By Ravi Singh
For someone so understated in his demeanour and approach to training, Eric Gillis is good at causing commotion. There was of course his top 10 finish in the marathon at the 2016 Rio Olympics, Canada’s best result at that event in decades.
In 2011, as he approached the finish line of the Scotiabank Toronto Waterfront Marathon, Gillis could hear the crowd counting down in unison as he threw down his final kick. From his office, the now head coach of St. FX Cross Country recalls, “The announcer started the countdown. I thought it was interesting that the crowd was counting me down and that they were pretty much going to be bang on. I didn’t realize right away that they weren’t just counting me down, but the Olympic Standard in general.”
When he crossed the finish line, Eric kept his cool and didn’t rush to celebrate. “I crossed and everyone cheered, but I saw the time and knew that I was one second under. In road racing, the time averages up.” He needed to be under 2:11:28.5 in order to meet the standard of 2:11:29.
Eric could finally breathe when the official time came down as 2:11:27.2, which would take him to London in 2012, the payoff of a quiet grit that’s defined Gillis’ career.
Gillis has run the Scotiabank Toronto Waterfront Marathon five times. Though he hails from Nova Scotia and trained out of Guelph during his collegiate career, he fondly calls Toronto his hometown race—the event where he always knew the most people, found his biggest support, and felt like he as part of something special.
Toronto also offers the opportunity for the elites and non-elites to cross paths on the course through the out and back portion along the city’s Lakeshore. Gillis says, “I’ve heard my name being called and I draw from that energy. It was great to be part of other people’s experience as well. I’ve heard people say that they want to finish the half before I finish the full and I love being part of someone else’s achievement. It helps put some perspective on it and reminds you that it’s supposed to be fun as well.”

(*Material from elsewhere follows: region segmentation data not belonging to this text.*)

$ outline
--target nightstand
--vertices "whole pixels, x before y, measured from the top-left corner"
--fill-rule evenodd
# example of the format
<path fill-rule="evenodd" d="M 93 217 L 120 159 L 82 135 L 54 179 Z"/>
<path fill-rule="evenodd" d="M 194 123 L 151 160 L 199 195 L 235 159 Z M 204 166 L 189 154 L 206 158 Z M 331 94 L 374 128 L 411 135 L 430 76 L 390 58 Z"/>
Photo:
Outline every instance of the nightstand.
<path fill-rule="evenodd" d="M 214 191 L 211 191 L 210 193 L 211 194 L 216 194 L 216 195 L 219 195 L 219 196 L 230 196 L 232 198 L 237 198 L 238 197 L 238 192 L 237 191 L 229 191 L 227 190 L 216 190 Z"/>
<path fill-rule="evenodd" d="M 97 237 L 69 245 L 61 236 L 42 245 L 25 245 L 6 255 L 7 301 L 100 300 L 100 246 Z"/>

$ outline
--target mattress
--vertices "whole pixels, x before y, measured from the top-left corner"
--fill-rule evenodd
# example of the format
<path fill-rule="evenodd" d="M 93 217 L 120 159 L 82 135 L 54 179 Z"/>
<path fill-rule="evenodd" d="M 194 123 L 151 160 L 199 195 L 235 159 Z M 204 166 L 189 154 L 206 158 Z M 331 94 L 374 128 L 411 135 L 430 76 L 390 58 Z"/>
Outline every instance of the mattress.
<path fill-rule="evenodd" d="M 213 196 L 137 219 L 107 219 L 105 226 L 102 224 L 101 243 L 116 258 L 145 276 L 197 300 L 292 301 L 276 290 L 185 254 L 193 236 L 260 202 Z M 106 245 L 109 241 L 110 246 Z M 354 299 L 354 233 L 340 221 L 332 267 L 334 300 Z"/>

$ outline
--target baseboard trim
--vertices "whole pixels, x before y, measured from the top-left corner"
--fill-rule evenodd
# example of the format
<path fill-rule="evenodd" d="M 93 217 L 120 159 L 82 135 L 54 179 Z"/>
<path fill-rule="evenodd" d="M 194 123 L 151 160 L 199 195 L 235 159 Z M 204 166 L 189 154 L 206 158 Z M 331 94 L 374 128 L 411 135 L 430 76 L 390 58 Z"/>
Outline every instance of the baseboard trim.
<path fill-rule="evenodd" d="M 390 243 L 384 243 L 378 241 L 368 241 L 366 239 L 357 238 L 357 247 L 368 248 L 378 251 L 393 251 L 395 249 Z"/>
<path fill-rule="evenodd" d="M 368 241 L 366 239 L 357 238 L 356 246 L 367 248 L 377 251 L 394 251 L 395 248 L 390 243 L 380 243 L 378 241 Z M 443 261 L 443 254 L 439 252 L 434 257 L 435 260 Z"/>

London 2012 would be Eric’s second trip to the Olympics, having represented Canada in the 10,000m event at the 2008 Beijing Games. “If I wanted to stick with running long-term,” Eric explains, “I needed to move to the marathon.” The 10,000m didn’t offer enough opportunity to compete and had less cache than the marathon.
With two marathons under his belt, Eric was about 40 seconds off the Olympic standard and thought that with a stronger build than he had for his previous marathon, where he was dogged by knee issues, would get him there. Nonetheless, “Knowing that I could run 2:12.08 gave me the confidence to go into the following year’s race with more control.”
Taking the leap not just from the track to the marathon, but to the Olympic standard, didn’t feel as daunting as it perhaps should have. According to Eric, “I didn’t have to really do anything differently, just do it more efficiently and with more confidence this time around.”
Training out of Guelph at the time with Reid Coolsaet, Eric recalls, “I really enjoyed my build up because I trained with Reid, and I was able to track where I’d been compared to the previous year.”
“You have to have mental toughness, but you also have to be able to forget things and let it go.”
The training didn’t feel like an all-out assault on his mind or body. The consistency of his performances, and his ability to dig deep, reveal a mental toughness that eludes many. “It’s about situational aggressiveness,” Eric explains. “You have to have mental toughness, but you also have to be able to forget things and let it go.” That’s how Eric saw the progression, evaluating outcomes as he went and relying on the support system around him.
“I take my time when I’m serious about something.”
His whole career had been a year-to-year evaluation of whether or not he wanted to continue competing, so the same model applied to training. Manage the day to day and follow through as necessary.
“I take my time when I’m serious about something,” Eric says, “which was easy to do in Guelph because I didn’t have to get caught up in the goals. I could just look forward to training with guys who were as good, better than, or even behind me.”
When race day arrived, “Everything said I was capable on a nice day. Even if if was a little windy, I could still fight through and have a bit of a cushion.”
Reid Coolsaet already had the standard, so he would race all out and land himself a podium finish at 2:10:54.
“At 32K, we turned into the wind and I had some time under me. I checked the splits and liked what I saw.” At 33K, Eric noticed a slightly slower split and “I decided that the math wasn’t going to help, so I just went all out and raced it.”
By 41K, Gillis knew it was going to be within 5 or 10 seconds, “So I knew I that I’d have to go all out so that I’d have no regrets. Even if I was a second over, I wanted to know that I gave it everything.”
The urge to do math, however, still lingered. “There were 300m left and I had about a minute to break that. That’s something I’d done regularly on the track, so I finally went for it.”
With the finish in sight, the announcer started counting down.
“Toronto in 2011 was definitely a career highlight at that point, Rio being number one overall and London 2012 maybe number two for the experience if not the performance,” is Eric’s assessment.
For all the sterling achievements, nailing the Olympic Standard included, the foundation was a desire to run. “When I was in Guelph I knew that I wanted to be a professional athlete and I never wanted to sacrifice a future performance for one day. Even Rio was just one day and the process to get there wasn’t for that one day–I did it for all the days before that.”